Brenndorfer, Thomas wrote:
I don't agree. While many library users prefer the system to be transparent, the complexities hidden, and the correct results to come first in the simplest way, that doesn't mean that their actual needs correspond to such preferences. A good old-fashioned reference interview often reveals very complex needs, and the question then becomes: does the catalog serve those actual needs?
I've found the Statement of International Cataloguing Principles http://www.ifla.org/files/cataloguing/icp/icp_2009-en.pdf to offer the simplest language of the bare minimum of what a catalog's purpose is:Of course, this was all cribbed from Cutter's rules from the 1870s, who cribbed it from Panizzi in the 1840s, who cribbed it, probably from somebody else. The catalog has had several traditional purposes, and while I think that these purposes still mostly apply, they certainly are no longer the primary purposes of the catalog for today's patrons. I believe it is absolutely vital that librarians, and especially catalogers, reconsider these traditional purposes because otherwise, we risk being blacksmiths in the age of automobiles.
The numbers of reference questions are going down; there are no equivalents of the reference librarians watching the users at the card catalog and stepping in when they see people with problems. As a result, people are using our catalogs unmediated more and more. They search them completely differently, just like they search Google and get results they consider to be inferior to Google. Patrons have completely different expectations of the results they do get. Somehow, the catalog we create *must* deal with this, otherwise our patrons will experience more and more frustration whenever they use our tools. Once the zillions of scanned materials in Google Books become available, I am concerned we will see a tremendous drop in the use of the catalog, and its only use will be perhaps to get a call number of the book to retrieve if from the shelf, if it is readily available. If it's not readily available, they may not even use it for that.
Trying to explain how to search a traditional catalog to a young person is very difficult and borders on the impossible. I have had only intermittent successes, and I have found that even some of the older scholars are forgetting how to do it. On the other hand, I have found that while it is extremely difficult for people to understand the concept of "controlled vocabulary", once they do understand, they tend to like it and want something similar to work in Google. That, in my own mind, offers some opportunities for us.
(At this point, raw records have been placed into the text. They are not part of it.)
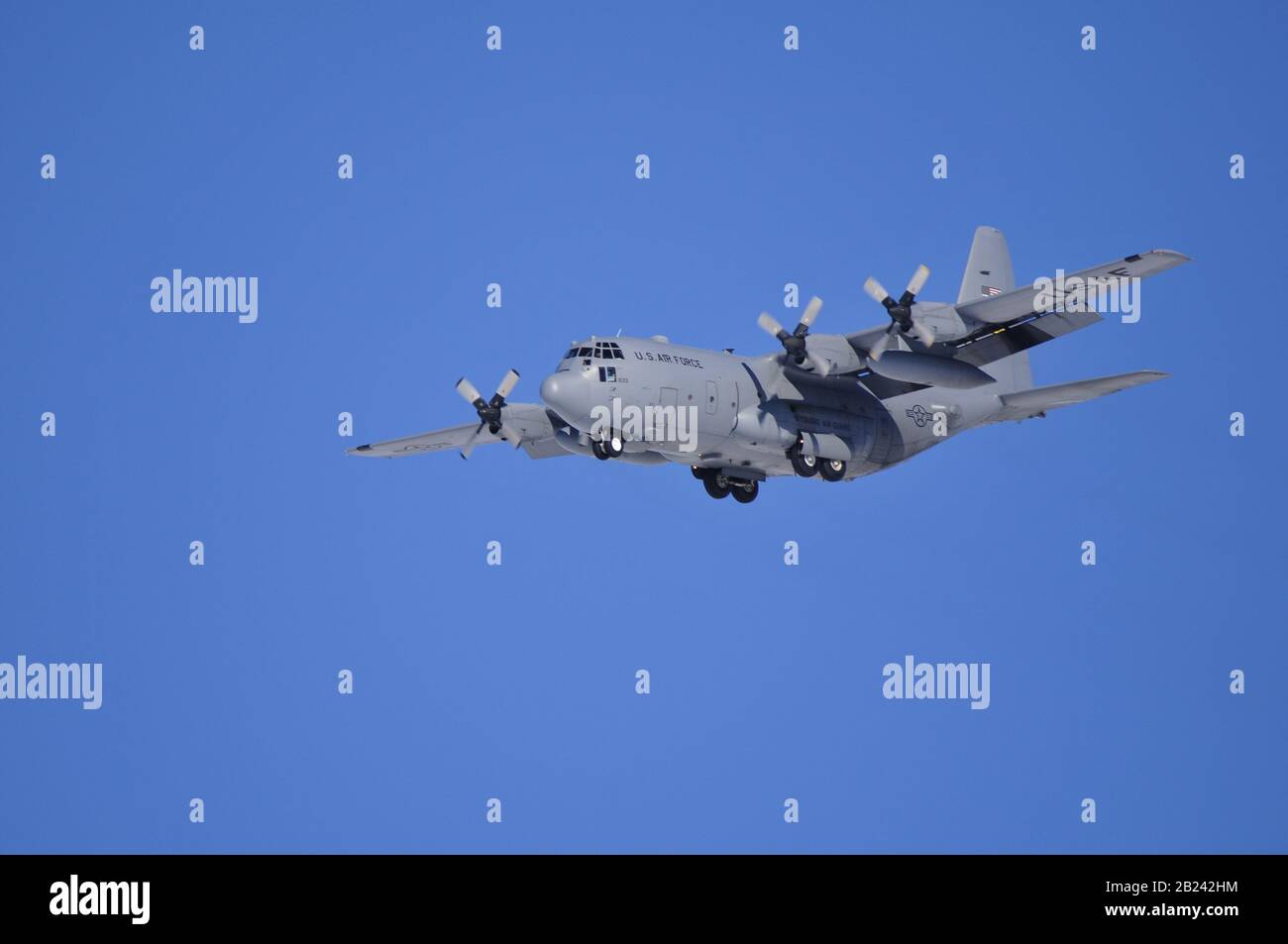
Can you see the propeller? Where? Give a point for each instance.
(489, 411)
(900, 312)
(794, 342)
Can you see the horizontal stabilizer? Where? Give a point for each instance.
(1035, 402)
(1019, 303)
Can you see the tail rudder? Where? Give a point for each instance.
(988, 271)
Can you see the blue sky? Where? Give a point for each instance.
(518, 682)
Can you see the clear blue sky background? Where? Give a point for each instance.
(518, 682)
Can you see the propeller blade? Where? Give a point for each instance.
(469, 443)
(877, 349)
(876, 290)
(918, 279)
(507, 382)
(469, 393)
(811, 309)
(923, 333)
(511, 436)
(771, 325)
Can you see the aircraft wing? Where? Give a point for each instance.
(1035, 402)
(529, 419)
(1021, 301)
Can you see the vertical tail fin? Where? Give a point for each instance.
(988, 271)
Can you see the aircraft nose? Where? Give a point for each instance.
(550, 390)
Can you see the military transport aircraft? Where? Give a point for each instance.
(837, 406)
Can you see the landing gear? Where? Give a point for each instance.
(719, 485)
(832, 469)
(608, 449)
(802, 464)
(716, 485)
Still, catalogers cannot be the people who determine what the needs of the users are, since they are not in a position to know. I certainly do not know what people want. Right now, the information world is in a state of flux and nobody knows, but lots of information research is going on.
Bringing this back to the topic, the only thing I do know is that anything we make must be "high-quality," which means conforming to some kind of standards, and why the rise in the number of elementary errors (at least from my own anecdotal evidence) concerns me so much.